Brutal offshore Christian reform school exposed in new documentary
By David Ferguson

“Kidnapped for Christ” is a new documentary that tells the story of
teenagers sent to an evangelical Christian boarding school outside the
U.S. where school personnel attempt to rid them of feelings of same sex
attraction or other “ungodly” influences.

“They mess your mind up,” said former student Deirdre Sugiuchi to Raw
Story. “Prisoners have more freedom than we had.”

The “school” is Escuela Caribe, an evangelical Christian reform school
that is run like a prison camp by an organization called New Horizons
Youth Ministries.

Many of the students are the children of Christian parents who believe
their sons and daughters’ nascent feelings of same sex attraction can be
eliminated by the school’s program of Bible study, brutally hard work,
exercise and physical punishment to break the students down.

Other students, like Sugiuchi, were the children of well-to-do
evangelicals who were just being normal teens.

“My parents were fundamentalist Christians,” she said, “and they didn’t
like the way I was turning out.”

So, at 15, Sugiuchi was sent to school in the Dominican Republic at
Escuela Caribe. There were only about 40 students at the school at any
given time, she said, and from the moment students arrive they are
placed on a stringent system of punishments and rewards.

Students were broken down into levels, with lower level students
forbidden from speaking or even looking at higher level students.

“When you start at zero level, you then had rules about who you could
look at,” she explained. “You couldn’t talk to members of the opposite
sex until you were on second level and you had to fulfill a wide variety
of requirements to move up.”

“At zero level, you’d have to be three feet away from a staff member or
a supervisor at all times. You had to ask to go from room to room. It
was insane,” she said. “Prisoners actually have more freedom than we had.”

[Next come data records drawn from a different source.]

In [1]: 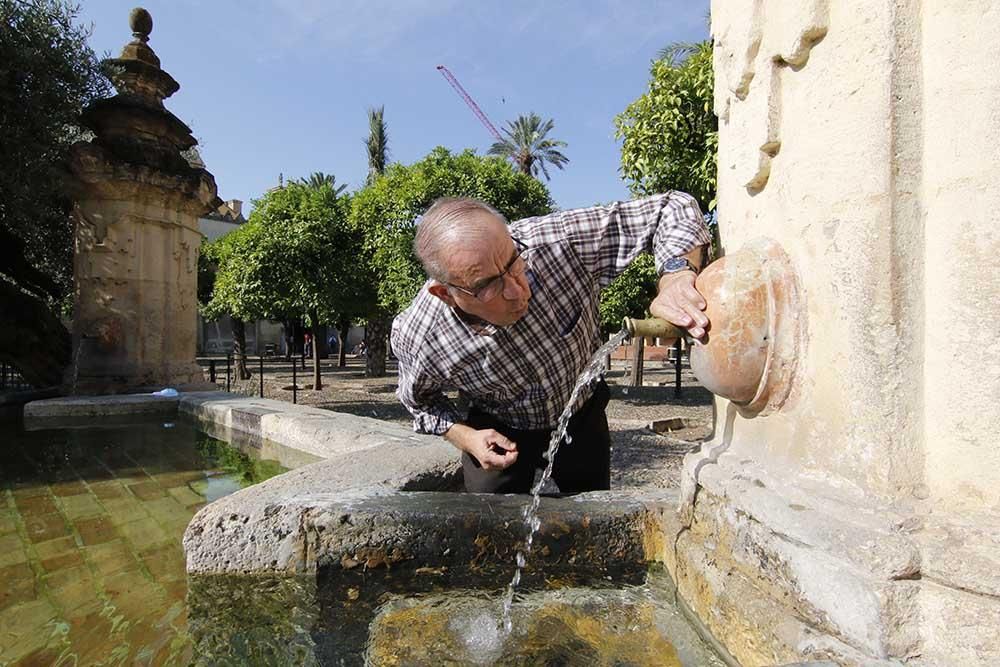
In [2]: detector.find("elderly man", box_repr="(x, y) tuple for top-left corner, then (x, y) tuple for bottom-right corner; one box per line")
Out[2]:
(392, 192), (709, 493)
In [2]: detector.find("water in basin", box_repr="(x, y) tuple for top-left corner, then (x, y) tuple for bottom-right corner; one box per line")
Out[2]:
(0, 420), (285, 665)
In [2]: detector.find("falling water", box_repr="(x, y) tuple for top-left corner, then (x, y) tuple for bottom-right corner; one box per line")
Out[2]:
(501, 329), (628, 633)
(70, 336), (84, 396)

Sleep deprived and worked to exhaustion, the students are fed on a diet
of “sugar and fat,” Sugiuchi said. “It was in no way adequate to the
amount of manual labor we were doing. We weren’t getting the nutrients
we needed.”

While only one student is known to have died at Escuela Caribe in a
flash flood, Sugiuchi said that school officials pushed the students to
the very brink of their physical endurance in order to make them more
malleable and open to what she called a program of straightforward
“brainwashing.”

“They mess your mind up,” she said. “The whole time I was down there I
thought, ‘This is all going to be for the good, I must be living through
this for something,’ but instead I came out incredibly traumatized.”

“People get sent off to these places and it ruins them,” she said. “I’m
lucky. A lot of my friends have serious drug problems, broken
relationships, broken lives, suicides, you name it.”

Treatment of the kids at Escuela Caribe often hinged on the moods and
caprices of staffers, she said, so it would be hard to say who had it
the worst at the school. LGBT students, however, were consistently
singled out for abuse.

“That’s the thing,” she said, “the kids that were gay, most of the time
they were picked on, and always kept on lower levels.”

Sugiuchi is currently working on a book, Unreformed, about her
experience at Escuela Caribe. The film “Kidnapped for Christ” is
premiering at the next Sundance Film Festival. She hopes to raise
awareness of these programs, which have deep ties to groups like Focus
on the Family — who referred her parents to New Horizons Youth
Ministries — and the Republican Party.

“If you follow the money, you’ll see that the Republicans are so, so in
bed with these people,” she said. The Romney family contributes heavily
to the World Wide Association of Specialty Programs (WWASP), an umbrella
organization for evangelical reform schools like Escuela Caribe — which
was briefly closed down, then reopened under the name Crosswinds — and
their Mormon equivalents.

Someday, she said, she hopes to see legislation against people sending
their children to these types of schools, “but the legislation always
gets stalled,” she said.

http://tinyurl.com/p3b677p
--

Hey, if you can't talk kids into being good little obedient, mindless
christians, torture them. I suppose the ones who don't break are hanged
in chains, and then the bodies are drawn and quartered, with the four
pieces to the farthest outposts of christendom.